GR 48194; (March, 1990) (Digest)
G.R. No. 48194 March 15, 1990
JOSE M. JAVIER and ESTRELLA F. JAVIER, petitioners, vs. COURT OF APPEALS and LEONARDO TIRO, respondents.
FACTS
Private respondent Leonardo Tiro held an ordinary timber license. On February 15, 1966, he executed a Deed of Assignment in favor of petitioners Jose and Estrella Javier, conveying his rights in the concession for P120,000.00, payable in installments tied to log shipments. Subsequently, on February 28, 1966, the parties entered into another Agreement concerning Tiro’s pending application for an additional 2,000-hectare concession. This second contract obligated Tiro to transfer his rights over this additional area to the Timberwealth Corporation, in which the Javiers were stockholders, in exchange for P30,000.00 to be paid upon the area’s approval and transfer.

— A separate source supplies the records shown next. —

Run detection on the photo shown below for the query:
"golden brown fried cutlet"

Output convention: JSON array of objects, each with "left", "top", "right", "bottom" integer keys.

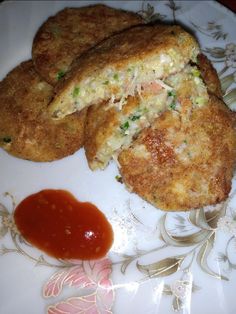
[
  {"left": 118, "top": 95, "right": 236, "bottom": 211},
  {"left": 0, "top": 61, "right": 86, "bottom": 161},
  {"left": 49, "top": 25, "right": 199, "bottom": 119},
  {"left": 84, "top": 65, "right": 208, "bottom": 170},
  {"left": 32, "top": 4, "right": 143, "bottom": 85}
]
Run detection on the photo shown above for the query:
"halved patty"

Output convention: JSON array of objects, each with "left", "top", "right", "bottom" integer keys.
[
  {"left": 118, "top": 95, "right": 236, "bottom": 211},
  {"left": 32, "top": 4, "right": 143, "bottom": 85},
  {"left": 84, "top": 65, "right": 208, "bottom": 170},
  {"left": 49, "top": 25, "right": 199, "bottom": 118},
  {"left": 0, "top": 61, "right": 86, "bottom": 161}
]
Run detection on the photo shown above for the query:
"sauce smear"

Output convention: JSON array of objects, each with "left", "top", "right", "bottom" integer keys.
[{"left": 14, "top": 189, "right": 113, "bottom": 260}]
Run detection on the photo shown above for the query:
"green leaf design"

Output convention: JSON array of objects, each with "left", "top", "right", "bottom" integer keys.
[
  {"left": 0, "top": 204, "right": 9, "bottom": 217},
  {"left": 172, "top": 297, "right": 184, "bottom": 312},
  {"left": 162, "top": 285, "right": 173, "bottom": 295},
  {"left": 196, "top": 232, "right": 229, "bottom": 280},
  {"left": 120, "top": 256, "right": 136, "bottom": 275},
  {"left": 0, "top": 226, "right": 8, "bottom": 239},
  {"left": 189, "top": 208, "right": 212, "bottom": 230},
  {"left": 205, "top": 207, "right": 226, "bottom": 229},
  {"left": 136, "top": 256, "right": 185, "bottom": 278},
  {"left": 160, "top": 214, "right": 210, "bottom": 247}
]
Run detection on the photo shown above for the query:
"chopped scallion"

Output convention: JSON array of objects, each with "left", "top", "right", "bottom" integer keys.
[
  {"left": 73, "top": 86, "right": 80, "bottom": 98},
  {"left": 57, "top": 70, "right": 66, "bottom": 81}
]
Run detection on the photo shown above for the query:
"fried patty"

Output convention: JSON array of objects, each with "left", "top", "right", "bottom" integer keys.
[
  {"left": 84, "top": 65, "right": 208, "bottom": 170},
  {"left": 118, "top": 95, "right": 236, "bottom": 211},
  {"left": 32, "top": 4, "right": 143, "bottom": 85},
  {"left": 49, "top": 25, "right": 199, "bottom": 118},
  {"left": 0, "top": 61, "right": 86, "bottom": 161}
]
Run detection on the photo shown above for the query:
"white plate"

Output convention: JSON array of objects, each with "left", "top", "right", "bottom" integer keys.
[{"left": 0, "top": 1, "right": 236, "bottom": 314}]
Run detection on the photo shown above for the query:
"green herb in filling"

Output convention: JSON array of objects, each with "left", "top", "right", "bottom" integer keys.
[
  {"left": 72, "top": 86, "right": 80, "bottom": 98},
  {"left": 129, "top": 114, "right": 141, "bottom": 121},
  {"left": 168, "top": 90, "right": 176, "bottom": 110},
  {"left": 57, "top": 70, "right": 66, "bottom": 81},
  {"left": 191, "top": 69, "right": 201, "bottom": 77},
  {"left": 120, "top": 121, "right": 129, "bottom": 131}
]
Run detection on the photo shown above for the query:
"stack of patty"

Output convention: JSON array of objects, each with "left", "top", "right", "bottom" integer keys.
[
  {"left": 0, "top": 5, "right": 236, "bottom": 210},
  {"left": 0, "top": 5, "right": 143, "bottom": 161},
  {"left": 49, "top": 25, "right": 236, "bottom": 210}
]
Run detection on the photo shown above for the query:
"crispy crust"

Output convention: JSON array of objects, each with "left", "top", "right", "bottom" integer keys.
[
  {"left": 84, "top": 96, "right": 143, "bottom": 170},
  {"left": 0, "top": 61, "right": 86, "bottom": 161},
  {"left": 49, "top": 25, "right": 199, "bottom": 115},
  {"left": 32, "top": 4, "right": 143, "bottom": 85},
  {"left": 118, "top": 95, "right": 236, "bottom": 211},
  {"left": 198, "top": 53, "right": 223, "bottom": 98}
]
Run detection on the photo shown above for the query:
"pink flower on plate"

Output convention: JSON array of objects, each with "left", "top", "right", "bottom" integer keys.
[{"left": 43, "top": 258, "right": 114, "bottom": 314}]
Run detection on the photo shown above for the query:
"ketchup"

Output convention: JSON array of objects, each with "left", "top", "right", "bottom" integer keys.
[{"left": 14, "top": 189, "right": 113, "bottom": 260}]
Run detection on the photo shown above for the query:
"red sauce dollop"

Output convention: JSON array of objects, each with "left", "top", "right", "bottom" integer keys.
[{"left": 14, "top": 190, "right": 113, "bottom": 260}]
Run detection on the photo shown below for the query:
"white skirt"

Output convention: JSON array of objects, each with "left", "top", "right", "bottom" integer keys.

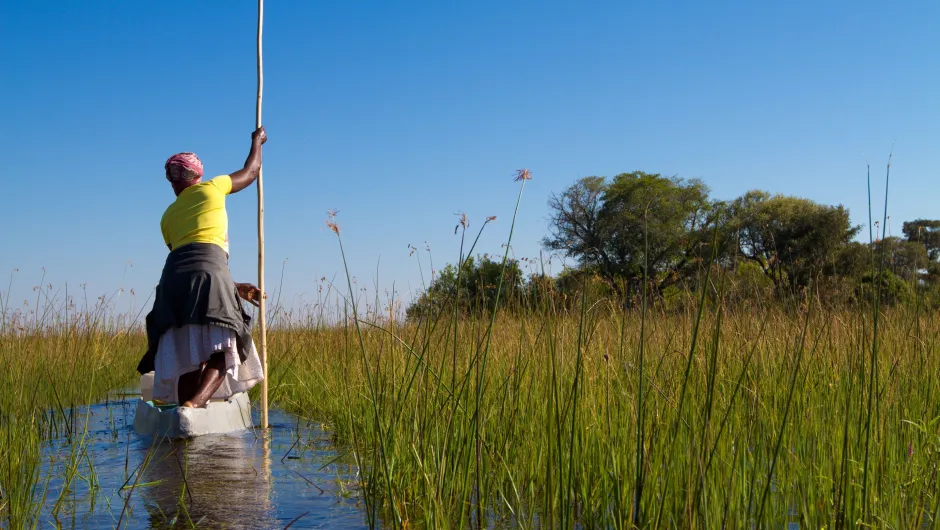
[{"left": 153, "top": 324, "right": 264, "bottom": 403}]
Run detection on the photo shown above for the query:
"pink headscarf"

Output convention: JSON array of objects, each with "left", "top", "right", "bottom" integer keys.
[{"left": 163, "top": 153, "right": 202, "bottom": 182}]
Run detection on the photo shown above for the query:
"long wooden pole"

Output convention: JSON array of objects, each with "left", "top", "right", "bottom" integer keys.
[{"left": 255, "top": 0, "right": 268, "bottom": 429}]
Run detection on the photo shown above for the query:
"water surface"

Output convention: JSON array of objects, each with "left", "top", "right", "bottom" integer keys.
[{"left": 37, "top": 386, "right": 367, "bottom": 529}]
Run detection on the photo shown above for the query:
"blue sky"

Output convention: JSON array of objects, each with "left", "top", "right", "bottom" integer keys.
[{"left": 0, "top": 0, "right": 940, "bottom": 314}]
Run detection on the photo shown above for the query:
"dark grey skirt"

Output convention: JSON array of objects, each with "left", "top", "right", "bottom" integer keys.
[{"left": 137, "top": 243, "right": 251, "bottom": 374}]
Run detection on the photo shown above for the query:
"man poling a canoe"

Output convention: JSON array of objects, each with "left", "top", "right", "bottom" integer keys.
[{"left": 137, "top": 127, "right": 267, "bottom": 407}]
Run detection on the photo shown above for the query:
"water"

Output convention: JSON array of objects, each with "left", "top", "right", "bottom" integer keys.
[{"left": 37, "top": 393, "right": 367, "bottom": 529}]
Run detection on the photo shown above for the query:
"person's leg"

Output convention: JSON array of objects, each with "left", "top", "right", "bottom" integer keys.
[
  {"left": 182, "top": 352, "right": 225, "bottom": 408},
  {"left": 176, "top": 363, "right": 205, "bottom": 404}
]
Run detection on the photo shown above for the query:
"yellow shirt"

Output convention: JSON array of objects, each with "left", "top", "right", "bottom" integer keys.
[{"left": 160, "top": 175, "right": 232, "bottom": 254}]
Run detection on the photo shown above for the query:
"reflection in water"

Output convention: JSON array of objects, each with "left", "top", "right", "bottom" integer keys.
[{"left": 40, "top": 388, "right": 367, "bottom": 528}]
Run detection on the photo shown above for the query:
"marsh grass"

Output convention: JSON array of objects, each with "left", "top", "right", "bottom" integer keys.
[
  {"left": 0, "top": 286, "right": 145, "bottom": 528},
  {"left": 0, "top": 163, "right": 940, "bottom": 528},
  {"left": 264, "top": 166, "right": 940, "bottom": 528},
  {"left": 262, "top": 294, "right": 940, "bottom": 528}
]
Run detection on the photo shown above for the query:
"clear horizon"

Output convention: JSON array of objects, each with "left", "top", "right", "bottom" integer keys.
[{"left": 0, "top": 1, "right": 940, "bottom": 308}]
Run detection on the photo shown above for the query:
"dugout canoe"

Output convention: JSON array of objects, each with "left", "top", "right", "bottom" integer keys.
[{"left": 134, "top": 373, "right": 252, "bottom": 438}]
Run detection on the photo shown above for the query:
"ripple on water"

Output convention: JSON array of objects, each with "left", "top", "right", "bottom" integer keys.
[{"left": 38, "top": 392, "right": 367, "bottom": 529}]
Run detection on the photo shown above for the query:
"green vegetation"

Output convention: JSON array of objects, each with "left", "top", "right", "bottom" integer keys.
[
  {"left": 0, "top": 286, "right": 146, "bottom": 528},
  {"left": 7, "top": 166, "right": 940, "bottom": 528}
]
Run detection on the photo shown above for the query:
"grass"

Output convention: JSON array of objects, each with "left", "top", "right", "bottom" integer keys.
[
  {"left": 262, "top": 294, "right": 940, "bottom": 528},
  {"left": 0, "top": 167, "right": 940, "bottom": 529},
  {"left": 258, "top": 168, "right": 940, "bottom": 528},
  {"left": 0, "top": 286, "right": 146, "bottom": 528}
]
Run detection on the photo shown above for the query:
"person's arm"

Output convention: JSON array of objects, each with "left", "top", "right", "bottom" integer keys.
[{"left": 229, "top": 127, "right": 268, "bottom": 193}]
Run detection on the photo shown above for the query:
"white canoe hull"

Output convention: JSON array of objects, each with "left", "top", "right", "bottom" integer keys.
[{"left": 134, "top": 392, "right": 252, "bottom": 438}]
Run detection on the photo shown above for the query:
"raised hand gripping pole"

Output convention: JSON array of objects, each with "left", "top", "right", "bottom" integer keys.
[{"left": 255, "top": 0, "right": 268, "bottom": 429}]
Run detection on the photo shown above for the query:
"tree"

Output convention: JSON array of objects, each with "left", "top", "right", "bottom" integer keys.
[
  {"left": 543, "top": 171, "right": 715, "bottom": 295},
  {"left": 731, "top": 191, "right": 860, "bottom": 291},
  {"left": 405, "top": 254, "right": 525, "bottom": 319},
  {"left": 901, "top": 219, "right": 940, "bottom": 261}
]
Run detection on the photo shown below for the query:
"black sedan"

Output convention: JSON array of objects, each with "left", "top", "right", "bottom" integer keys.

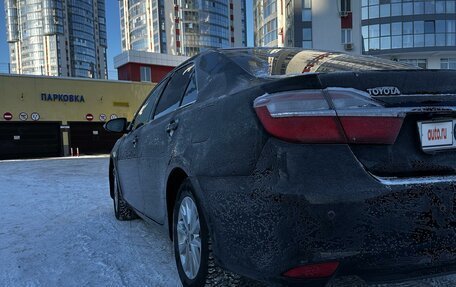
[{"left": 105, "top": 48, "right": 456, "bottom": 286}]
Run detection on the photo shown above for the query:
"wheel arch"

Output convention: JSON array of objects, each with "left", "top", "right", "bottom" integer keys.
[
  {"left": 166, "top": 167, "right": 188, "bottom": 240},
  {"left": 109, "top": 158, "right": 114, "bottom": 198}
]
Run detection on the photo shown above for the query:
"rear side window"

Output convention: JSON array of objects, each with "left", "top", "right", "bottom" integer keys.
[
  {"left": 154, "top": 65, "right": 193, "bottom": 119},
  {"left": 181, "top": 72, "right": 198, "bottom": 106}
]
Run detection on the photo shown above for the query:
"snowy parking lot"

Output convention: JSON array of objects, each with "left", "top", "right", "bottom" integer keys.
[
  {"left": 0, "top": 157, "right": 181, "bottom": 286},
  {"left": 0, "top": 157, "right": 456, "bottom": 287}
]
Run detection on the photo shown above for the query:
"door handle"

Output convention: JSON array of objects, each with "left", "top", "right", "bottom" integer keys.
[
  {"left": 166, "top": 120, "right": 179, "bottom": 136},
  {"left": 131, "top": 136, "right": 138, "bottom": 147}
]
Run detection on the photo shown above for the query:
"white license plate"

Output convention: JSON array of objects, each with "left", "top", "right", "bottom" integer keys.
[{"left": 418, "top": 120, "right": 456, "bottom": 150}]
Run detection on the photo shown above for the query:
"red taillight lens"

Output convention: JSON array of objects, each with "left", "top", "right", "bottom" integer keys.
[
  {"left": 256, "top": 107, "right": 345, "bottom": 143},
  {"left": 254, "top": 88, "right": 403, "bottom": 144},
  {"left": 283, "top": 262, "right": 339, "bottom": 279}
]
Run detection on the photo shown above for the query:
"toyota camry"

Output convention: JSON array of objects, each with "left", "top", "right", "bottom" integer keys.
[{"left": 105, "top": 48, "right": 456, "bottom": 286}]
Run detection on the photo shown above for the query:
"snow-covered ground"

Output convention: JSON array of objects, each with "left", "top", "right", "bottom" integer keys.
[
  {"left": 0, "top": 157, "right": 178, "bottom": 286},
  {"left": 0, "top": 157, "right": 456, "bottom": 287}
]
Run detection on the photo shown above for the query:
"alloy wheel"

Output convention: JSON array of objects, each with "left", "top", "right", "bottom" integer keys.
[{"left": 177, "top": 196, "right": 201, "bottom": 280}]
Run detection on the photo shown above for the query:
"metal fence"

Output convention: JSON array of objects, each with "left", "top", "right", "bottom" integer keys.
[{"left": 0, "top": 62, "right": 118, "bottom": 80}]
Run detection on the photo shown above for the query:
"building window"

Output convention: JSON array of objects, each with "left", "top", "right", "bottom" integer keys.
[
  {"left": 440, "top": 58, "right": 456, "bottom": 70},
  {"left": 399, "top": 59, "right": 427, "bottom": 69},
  {"left": 340, "top": 0, "right": 351, "bottom": 12},
  {"left": 302, "top": 28, "right": 312, "bottom": 49},
  {"left": 342, "top": 29, "right": 352, "bottom": 44},
  {"left": 302, "top": 0, "right": 312, "bottom": 22},
  {"left": 140, "top": 67, "right": 152, "bottom": 82}
]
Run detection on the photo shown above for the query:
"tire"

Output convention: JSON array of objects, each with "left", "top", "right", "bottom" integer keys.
[
  {"left": 112, "top": 168, "right": 138, "bottom": 221},
  {"left": 173, "top": 179, "right": 240, "bottom": 287}
]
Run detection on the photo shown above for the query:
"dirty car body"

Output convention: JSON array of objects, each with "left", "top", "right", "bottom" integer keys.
[{"left": 111, "top": 49, "right": 456, "bottom": 286}]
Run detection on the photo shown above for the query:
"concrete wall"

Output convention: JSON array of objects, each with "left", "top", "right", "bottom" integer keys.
[{"left": 0, "top": 75, "right": 155, "bottom": 155}]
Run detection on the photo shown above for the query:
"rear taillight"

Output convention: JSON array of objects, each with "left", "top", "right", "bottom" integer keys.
[{"left": 254, "top": 88, "right": 404, "bottom": 144}]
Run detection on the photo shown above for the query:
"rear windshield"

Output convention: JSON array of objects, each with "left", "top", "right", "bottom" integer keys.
[{"left": 221, "top": 48, "right": 418, "bottom": 77}]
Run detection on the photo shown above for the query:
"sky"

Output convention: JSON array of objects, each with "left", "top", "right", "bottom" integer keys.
[{"left": 0, "top": 0, "right": 253, "bottom": 79}]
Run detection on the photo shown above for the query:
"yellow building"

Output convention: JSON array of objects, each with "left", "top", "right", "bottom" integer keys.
[{"left": 0, "top": 75, "right": 154, "bottom": 159}]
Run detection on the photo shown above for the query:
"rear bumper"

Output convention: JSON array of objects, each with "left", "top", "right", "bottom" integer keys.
[{"left": 198, "top": 139, "right": 456, "bottom": 286}]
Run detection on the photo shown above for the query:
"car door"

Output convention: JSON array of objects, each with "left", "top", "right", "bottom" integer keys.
[
  {"left": 117, "top": 84, "right": 164, "bottom": 212},
  {"left": 139, "top": 64, "right": 193, "bottom": 224}
]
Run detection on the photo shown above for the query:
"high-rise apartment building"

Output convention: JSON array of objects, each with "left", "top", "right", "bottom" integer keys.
[
  {"left": 119, "top": 0, "right": 247, "bottom": 56},
  {"left": 253, "top": 0, "right": 362, "bottom": 54},
  {"left": 5, "top": 0, "right": 107, "bottom": 79},
  {"left": 361, "top": 0, "right": 456, "bottom": 69}
]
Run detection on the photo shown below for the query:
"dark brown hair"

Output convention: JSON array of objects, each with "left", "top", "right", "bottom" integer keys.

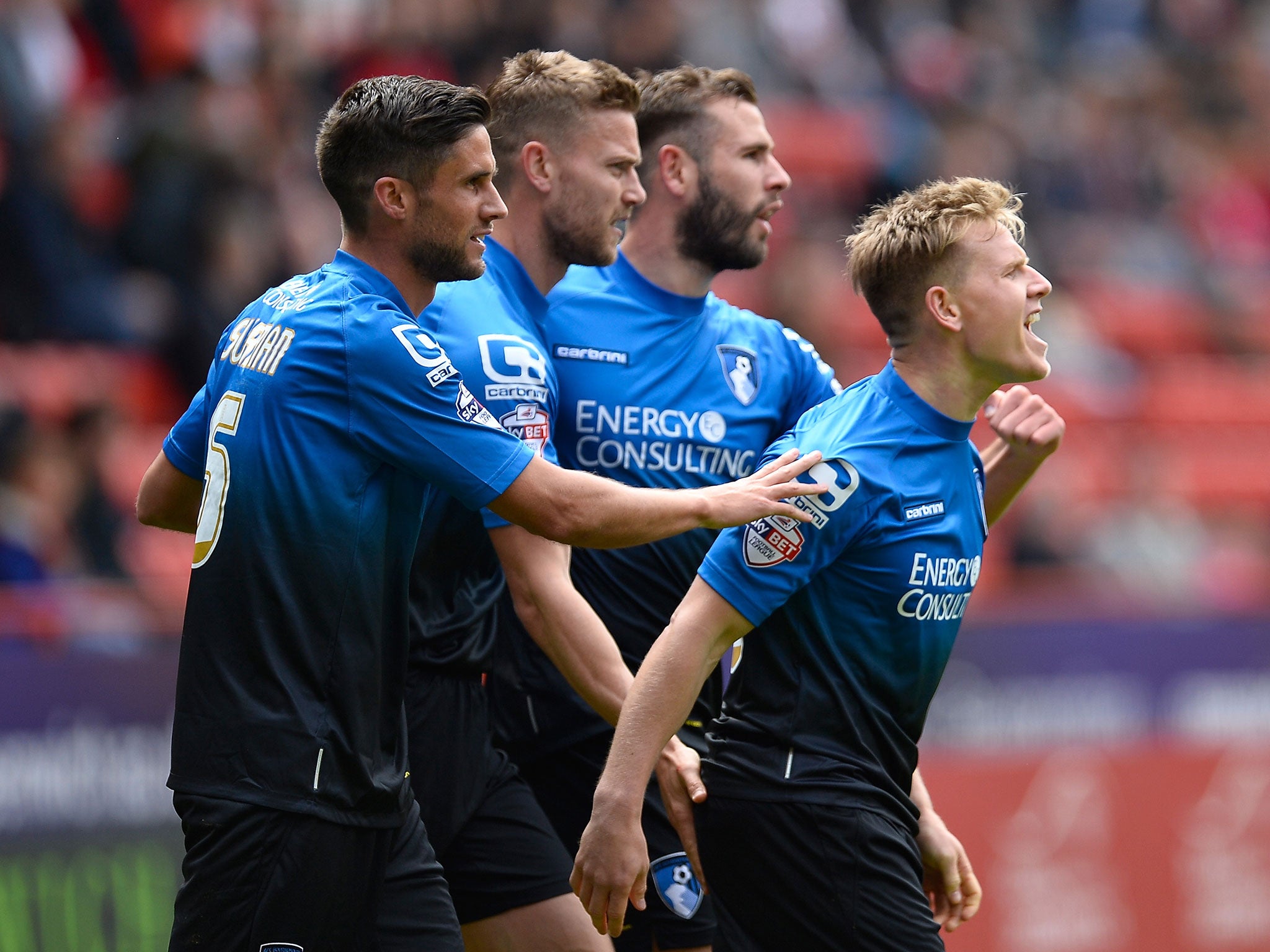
[
  {"left": 635, "top": 63, "right": 758, "bottom": 185},
  {"left": 315, "top": 76, "right": 489, "bottom": 234}
]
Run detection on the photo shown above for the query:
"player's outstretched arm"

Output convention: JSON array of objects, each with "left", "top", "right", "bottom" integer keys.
[
  {"left": 912, "top": 770, "right": 983, "bottom": 932},
  {"left": 137, "top": 451, "right": 203, "bottom": 533},
  {"left": 983, "top": 386, "right": 1067, "bottom": 526},
  {"left": 569, "top": 578, "right": 750, "bottom": 937},
  {"left": 489, "top": 449, "right": 825, "bottom": 549}
]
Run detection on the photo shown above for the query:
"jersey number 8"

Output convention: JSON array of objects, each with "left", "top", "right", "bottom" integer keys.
[{"left": 194, "top": 390, "right": 246, "bottom": 569}]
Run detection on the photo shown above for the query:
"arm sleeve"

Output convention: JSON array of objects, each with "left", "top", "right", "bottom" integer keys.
[
  {"left": 162, "top": 386, "right": 207, "bottom": 482},
  {"left": 452, "top": 317, "right": 560, "bottom": 529},
  {"left": 697, "top": 434, "right": 875, "bottom": 626},
  {"left": 781, "top": 327, "right": 842, "bottom": 429},
  {"left": 344, "top": 301, "right": 533, "bottom": 509}
]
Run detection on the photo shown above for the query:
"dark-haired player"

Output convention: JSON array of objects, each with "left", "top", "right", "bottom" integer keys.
[
  {"left": 574, "top": 179, "right": 1063, "bottom": 952},
  {"left": 494, "top": 66, "right": 1052, "bottom": 948},
  {"left": 137, "top": 76, "right": 815, "bottom": 952}
]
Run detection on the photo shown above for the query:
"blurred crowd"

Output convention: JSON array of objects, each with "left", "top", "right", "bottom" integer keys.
[{"left": 0, "top": 0, "right": 1270, "bottom": 642}]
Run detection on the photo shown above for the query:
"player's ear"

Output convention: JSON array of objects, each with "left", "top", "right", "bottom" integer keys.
[
  {"left": 521, "top": 142, "right": 555, "bottom": 193},
  {"left": 657, "top": 143, "right": 697, "bottom": 198},
  {"left": 926, "top": 284, "right": 964, "bottom": 332},
  {"left": 373, "top": 175, "right": 418, "bottom": 221}
]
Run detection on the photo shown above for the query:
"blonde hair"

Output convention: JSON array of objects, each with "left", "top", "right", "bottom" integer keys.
[
  {"left": 485, "top": 50, "right": 639, "bottom": 180},
  {"left": 846, "top": 178, "right": 1024, "bottom": 346}
]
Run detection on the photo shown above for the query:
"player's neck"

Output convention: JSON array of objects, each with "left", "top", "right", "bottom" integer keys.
[
  {"left": 623, "top": 227, "right": 717, "bottom": 297},
  {"left": 892, "top": 345, "right": 998, "bottom": 420},
  {"left": 494, "top": 201, "right": 569, "bottom": 296},
  {"left": 339, "top": 231, "right": 437, "bottom": 317}
]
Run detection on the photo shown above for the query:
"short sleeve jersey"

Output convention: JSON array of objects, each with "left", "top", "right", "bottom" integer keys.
[
  {"left": 411, "top": 239, "right": 556, "bottom": 677},
  {"left": 490, "top": 254, "right": 838, "bottom": 757},
  {"left": 164, "top": 252, "right": 532, "bottom": 826},
  {"left": 699, "top": 364, "right": 987, "bottom": 829}
]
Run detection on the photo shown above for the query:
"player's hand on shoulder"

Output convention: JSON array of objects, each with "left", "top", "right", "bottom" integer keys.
[
  {"left": 917, "top": 814, "right": 983, "bottom": 932},
  {"left": 657, "top": 738, "right": 706, "bottom": 889},
  {"left": 699, "top": 449, "right": 829, "bottom": 529},
  {"left": 569, "top": 801, "right": 647, "bottom": 938},
  {"left": 983, "top": 385, "right": 1067, "bottom": 459}
]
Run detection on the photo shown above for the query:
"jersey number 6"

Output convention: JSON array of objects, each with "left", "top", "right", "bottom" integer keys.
[{"left": 194, "top": 390, "right": 246, "bottom": 569}]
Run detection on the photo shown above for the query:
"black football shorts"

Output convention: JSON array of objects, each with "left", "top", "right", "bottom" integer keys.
[
  {"left": 696, "top": 795, "right": 944, "bottom": 952},
  {"left": 406, "top": 669, "right": 573, "bottom": 924},
  {"left": 169, "top": 793, "right": 464, "bottom": 952},
  {"left": 521, "top": 731, "right": 715, "bottom": 952}
]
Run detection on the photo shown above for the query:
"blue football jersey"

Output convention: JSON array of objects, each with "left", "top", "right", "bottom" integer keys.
[
  {"left": 699, "top": 364, "right": 988, "bottom": 829},
  {"left": 411, "top": 239, "right": 556, "bottom": 676},
  {"left": 490, "top": 254, "right": 838, "bottom": 759},
  {"left": 164, "top": 252, "right": 533, "bottom": 826}
]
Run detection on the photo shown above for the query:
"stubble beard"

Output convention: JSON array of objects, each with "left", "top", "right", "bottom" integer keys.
[
  {"left": 406, "top": 235, "right": 485, "bottom": 284},
  {"left": 674, "top": 170, "right": 767, "bottom": 274},
  {"left": 542, "top": 194, "right": 617, "bottom": 268}
]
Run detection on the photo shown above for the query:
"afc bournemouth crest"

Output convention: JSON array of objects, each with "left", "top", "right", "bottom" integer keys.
[
  {"left": 745, "top": 515, "right": 802, "bottom": 569},
  {"left": 715, "top": 344, "right": 758, "bottom": 406},
  {"left": 649, "top": 852, "right": 701, "bottom": 919}
]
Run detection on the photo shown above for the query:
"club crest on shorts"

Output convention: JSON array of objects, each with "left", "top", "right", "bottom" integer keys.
[
  {"left": 745, "top": 515, "right": 802, "bottom": 569},
  {"left": 649, "top": 850, "right": 701, "bottom": 919},
  {"left": 715, "top": 344, "right": 758, "bottom": 406}
]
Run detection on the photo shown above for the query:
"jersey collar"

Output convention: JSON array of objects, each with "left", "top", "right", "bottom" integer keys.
[
  {"left": 608, "top": 253, "right": 710, "bottom": 317},
  {"left": 874, "top": 361, "right": 974, "bottom": 442},
  {"left": 326, "top": 249, "right": 415, "bottom": 317},
  {"left": 485, "top": 235, "right": 548, "bottom": 324}
]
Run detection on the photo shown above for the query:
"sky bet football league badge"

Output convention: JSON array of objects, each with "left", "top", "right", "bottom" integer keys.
[{"left": 649, "top": 852, "right": 701, "bottom": 919}]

The Bureau of Forestry later directed Tiro to consolidate his concession with others to meet a minimum area requirement. Acting under the first Deed of Assignment, the Javiers, representing the acquired rights, entered into a Forest Consolidation Agreement with other licensees, leading to the incorporation of the North Mindanao Timber Corporation. Tiro sued the Javiers for the unpaid balances under both contracts, claiming P83,138.15. The Javiers defended by arguing the contracts were unenforceable due to Tiro’s non-compliance and the failure of conditions.
ISSUE
The primary issue is whether the Javiers are liable to pay the balances under the two agreements executed with Tiro.
RULING
The Supreme Court affirmed the Court of Appeals’ decision regarding the first Deed of Assignment but modified it concerning the second Agreement. For the first contract, the Court upheld the Javiers’ liability. The deed effectively assigned Tiro’s rights and interests in the existing timber concession. The reference to “shares of stocks” was merely descriptive, as the Timberwealth Corporation was solely owned by the Javiers, making the corporation and the spouses one and the same personality. The Javiers exercised control over the concession, entered into the consolidation agreement, and benefited from it. Their obligation to pay the balance of P100,000.00, payable per shipment, became due and demandable as they operated the concession. The failure of subsequent log shipments was due to their own business decisions, not a condition imposed by the contract, so they could not evade payment.
However, for the second Agreement covering the additional area, the Court ruled it was unenforceable. The contract created reciprocal obligations: Tiro’s duty to transfer rights and the Javiers’ duty to pay P30,000.00. The demandability of the Javiers’ obligation was contingent upon Tiro fulfilling his. Tiro never acquired any right over the additional area, as his application was never approved by the Bureau of Forestry. Following Article 1181 of the Civil Code on conditional obligations and the principle under Article 1461 regarding the sale of a mere hope or expectancy, the agreement was subject to the condition that the right would come into existence. Since this condition failed, the contract never became effective. Thus, the Javiers had no obligation to pay the P30,000.00, and this amount was deducted from the total award.